L'Invité Eco | Le port d'Anvers est incontournable pour l'économie belge, et tente un coup de poker pour les prochaines décennies. Mais rien n'est encore totalement joué. Entretien avec Jacques Vandermeiren, le CEO du port.

Le CEO du port d'Anvers, Jacques Vandermeiren, est à la croisée des chemins au niveau de la question du captage et de la séquestration carbone. Un business potentiellement incontournable climatiquement mais complexe à mettre en place.
Le CEO du port d'Anvers, Jacques Vandermeiren, est à la croisée des chemins au niveau de la question du captage et de la séquestration carbone.
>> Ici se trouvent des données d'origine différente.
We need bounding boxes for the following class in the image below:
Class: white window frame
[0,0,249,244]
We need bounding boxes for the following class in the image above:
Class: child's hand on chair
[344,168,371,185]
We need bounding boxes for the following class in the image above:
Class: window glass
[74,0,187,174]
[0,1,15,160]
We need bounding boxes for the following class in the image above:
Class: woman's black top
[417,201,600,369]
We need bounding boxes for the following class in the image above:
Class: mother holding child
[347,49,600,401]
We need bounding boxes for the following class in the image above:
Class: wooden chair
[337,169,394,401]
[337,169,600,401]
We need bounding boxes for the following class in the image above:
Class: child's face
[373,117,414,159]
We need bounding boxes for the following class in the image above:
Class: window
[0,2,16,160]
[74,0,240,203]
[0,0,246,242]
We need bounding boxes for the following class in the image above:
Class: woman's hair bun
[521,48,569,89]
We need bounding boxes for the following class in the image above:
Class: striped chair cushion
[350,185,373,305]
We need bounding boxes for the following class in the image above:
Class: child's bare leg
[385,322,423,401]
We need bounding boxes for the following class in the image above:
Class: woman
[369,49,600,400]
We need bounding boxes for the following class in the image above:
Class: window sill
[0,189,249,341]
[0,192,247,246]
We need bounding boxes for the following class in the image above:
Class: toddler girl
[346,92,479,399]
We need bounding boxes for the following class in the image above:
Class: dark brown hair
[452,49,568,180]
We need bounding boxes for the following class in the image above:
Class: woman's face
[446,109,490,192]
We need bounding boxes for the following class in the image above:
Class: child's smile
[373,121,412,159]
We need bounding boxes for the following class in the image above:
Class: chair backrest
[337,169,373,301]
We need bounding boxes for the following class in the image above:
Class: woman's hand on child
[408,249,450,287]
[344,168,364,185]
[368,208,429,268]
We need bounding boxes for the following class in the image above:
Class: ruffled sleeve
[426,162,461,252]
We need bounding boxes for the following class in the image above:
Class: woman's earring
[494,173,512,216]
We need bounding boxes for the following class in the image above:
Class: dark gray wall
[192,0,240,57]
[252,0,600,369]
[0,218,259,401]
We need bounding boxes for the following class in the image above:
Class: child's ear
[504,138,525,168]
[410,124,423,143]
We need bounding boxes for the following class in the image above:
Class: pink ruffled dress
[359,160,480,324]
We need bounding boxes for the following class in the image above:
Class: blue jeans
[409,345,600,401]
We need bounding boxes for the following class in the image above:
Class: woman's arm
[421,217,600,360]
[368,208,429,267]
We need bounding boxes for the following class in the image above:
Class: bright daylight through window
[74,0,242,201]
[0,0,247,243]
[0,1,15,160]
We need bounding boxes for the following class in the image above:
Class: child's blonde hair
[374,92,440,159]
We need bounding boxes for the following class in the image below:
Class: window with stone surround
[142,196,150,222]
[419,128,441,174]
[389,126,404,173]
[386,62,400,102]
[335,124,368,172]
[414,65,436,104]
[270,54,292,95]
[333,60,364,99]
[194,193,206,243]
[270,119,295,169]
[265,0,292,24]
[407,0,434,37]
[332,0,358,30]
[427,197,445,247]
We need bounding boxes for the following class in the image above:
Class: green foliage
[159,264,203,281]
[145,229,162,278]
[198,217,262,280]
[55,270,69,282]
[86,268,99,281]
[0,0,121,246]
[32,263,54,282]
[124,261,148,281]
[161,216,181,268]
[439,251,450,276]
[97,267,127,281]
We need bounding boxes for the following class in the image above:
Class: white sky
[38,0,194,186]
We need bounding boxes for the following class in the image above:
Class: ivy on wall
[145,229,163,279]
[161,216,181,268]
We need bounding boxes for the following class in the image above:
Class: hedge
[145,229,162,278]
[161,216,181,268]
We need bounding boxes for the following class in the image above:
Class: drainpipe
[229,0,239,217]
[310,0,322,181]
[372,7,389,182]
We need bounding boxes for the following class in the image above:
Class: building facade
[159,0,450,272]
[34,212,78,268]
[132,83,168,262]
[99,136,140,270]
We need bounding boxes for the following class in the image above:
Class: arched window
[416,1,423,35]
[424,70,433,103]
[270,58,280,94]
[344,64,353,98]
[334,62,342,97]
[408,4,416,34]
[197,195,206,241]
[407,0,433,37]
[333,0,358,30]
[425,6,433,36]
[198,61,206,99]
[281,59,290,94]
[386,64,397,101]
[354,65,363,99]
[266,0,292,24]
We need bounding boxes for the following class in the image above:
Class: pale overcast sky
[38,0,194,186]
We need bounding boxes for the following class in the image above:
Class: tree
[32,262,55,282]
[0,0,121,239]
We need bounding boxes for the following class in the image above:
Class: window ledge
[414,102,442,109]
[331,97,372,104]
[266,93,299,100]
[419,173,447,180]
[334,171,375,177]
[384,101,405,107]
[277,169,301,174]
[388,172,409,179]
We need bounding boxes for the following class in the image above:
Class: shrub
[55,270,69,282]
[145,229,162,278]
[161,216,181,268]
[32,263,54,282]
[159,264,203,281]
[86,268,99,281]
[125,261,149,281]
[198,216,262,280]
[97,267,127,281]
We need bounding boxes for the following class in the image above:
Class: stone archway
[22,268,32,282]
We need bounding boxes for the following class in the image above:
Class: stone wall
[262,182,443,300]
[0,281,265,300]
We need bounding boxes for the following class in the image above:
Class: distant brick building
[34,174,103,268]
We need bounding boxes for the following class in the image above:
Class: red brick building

Un business potentiellement incontournable climatiquement mais complexe à mettre en place. ©JC Guillaume

Une pieuvre tentaculaire, avec ses ramifications que sont les cours d'eau, et un terrain de jeu planétaire. Peu de personnes ou d'entreprises peuvent prétendre être au cœur de l'économie d'un pays comme l'est le port d'Anvers. Près de 5 % du PIB belge est généré par les activités en lien avec le port. Et ce dernier prend sa commission au passage.

Si le grand public en entend beaucoup parler pour les saisies de cocaïne, c'est oublier à quel point d'autres marchandises, bien moins problématiques, inondent l'Europe ou la quitte depuis Anvers. Mais Jacques Vandermeiren, le "big boss" du poumon économique belge, ne se repose pas sur ses lauriers et voit déjà une menace pointer le bout de son nez : celle de voir l'Europe devenir de plus en plus "cliente" de producteurs étrangers, et de moins en moins "fournisseuse".